As part of an anticipated surge in COVID cases requiring ventilators, our hospital is preemptively preparing a framework to decide on ventilator allocation when demand exceeds supply.
In the course of researching the policy, I reviewed several papers on the subject, some of which advised using specific age cutoffs in determining who should receive a ventilator.
One paper in particular outlined the following age cutoffs in determining who should preferentially receive a ventilator, with younger age groups favored over older ones:
- Age 0-49
- Age 50-69
- Age 70-84
- Age >85
It led me the skeptic in me to wonder:Which of those age groups did the authors themselves fall into?

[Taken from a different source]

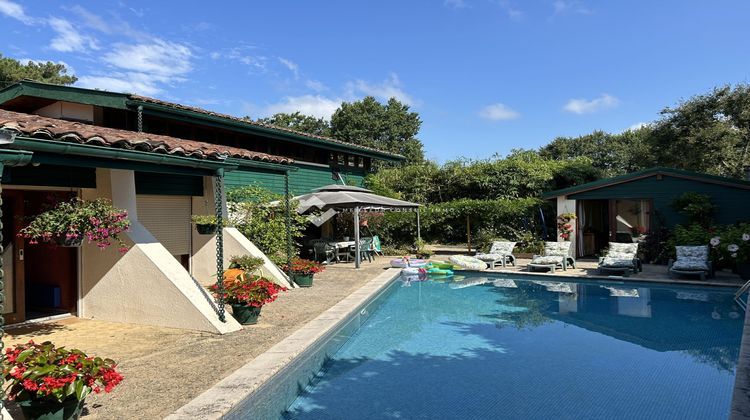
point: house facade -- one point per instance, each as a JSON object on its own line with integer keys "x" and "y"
{"x": 627, "y": 207}
{"x": 162, "y": 163}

Put another way, might the authors of such a paper have succumbed to temptation to create age bands that favored their own inclusion?
I looked the authors up via doximity, an online network for medical professionals, and made the (admittedly flawed) assumption that each graduated medical school at age 26, which is the median age for a typical student who goes straight from high school to college to medical school.
Here are the age estimates I came up with:
Author #1: 45
Author #2: 71
Author #3: unable to verify
Author #4: 47
Author #5: 52
Author #6: 56
Author #7: unable to verify, suspect (at risk of offending) over 60
Author #8: 64
What does this thought process do for the cynic in me? It reassures me enough to know that those who chose these specific cutoffs have skin in the game. They might be placed into compassionate care so that another, younger patient at an earlier stage in the life cycle had the opportunity to receive a rationed ventilator.
Given that only two of the authors were slam dunk priorities to receive ventilators by their own criteria, I have that much more confidence in their recommendations.